Senate Majority Leader Chuck Schumer described mentally challenged kids as “retarded children” — and nothing happened to him.
This wouldn’t be noteworthy except for the fact that if the 70-year-old New York lawmaker were a member of the political right, he would have been publicly flagellating himself while uttering his mea culpas precisely three seconds before being booted out of Washington.
But like all Democrats, Schumer appears to be getting a pass for using the outdated term that is now considered a pejorative because, well, he’s a Democrat.
Schumer used the phrase in an interview that was posted over the weekend on the oneNYCHAtv podcast after host Saundrea Coleman asked him about the pushback officials experience when attempting to house the homeless in communities.
“Yeah, I mean it’s, I have found that my whole career,” he told Coleman.
“They wanted to build … when I first was [an] assemblyman, they wanted to build a congregate living place for retarded children,” Schumer said, referring to his stint in New York politics in the late 1970s before he headed to Congress.
“The whole neighborhood was against it,” Schumer said.
“These are harmless kids. They just needed some help.”
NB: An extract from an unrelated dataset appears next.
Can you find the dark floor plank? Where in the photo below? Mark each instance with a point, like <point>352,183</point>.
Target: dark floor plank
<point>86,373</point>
Grabien’s Tom Elliot tweeted the clip of what Schumer said, hitting hard the fact that he “refers to mentally disabled children as ‘retarded.’”
Schumer quickly issued an apology in a statement Monday through a spokesperson, according to Politico.
“For decades, Sen. Schumer has been an ardent champion for enlightened policy and full funding of services for people with intellectual and developmental disabilities,” the statement said.
“He is sincerely sorry for his use of the outdated and hurtful language.”
It’s clear to reasonable people that Schumer wasn’t using the R-word as a slur, and he did make a valid point about the “not in my backyard” approach to mental health treatment that complicates efforts to help the disabled.
And Schumer is an elderly man who lived long before the word was removed from the lexicon of enlightened people — but none of that has ever stopped the pitchfork mob when it was someone not of the left (or at least when it was someone not politically useful to them at the time).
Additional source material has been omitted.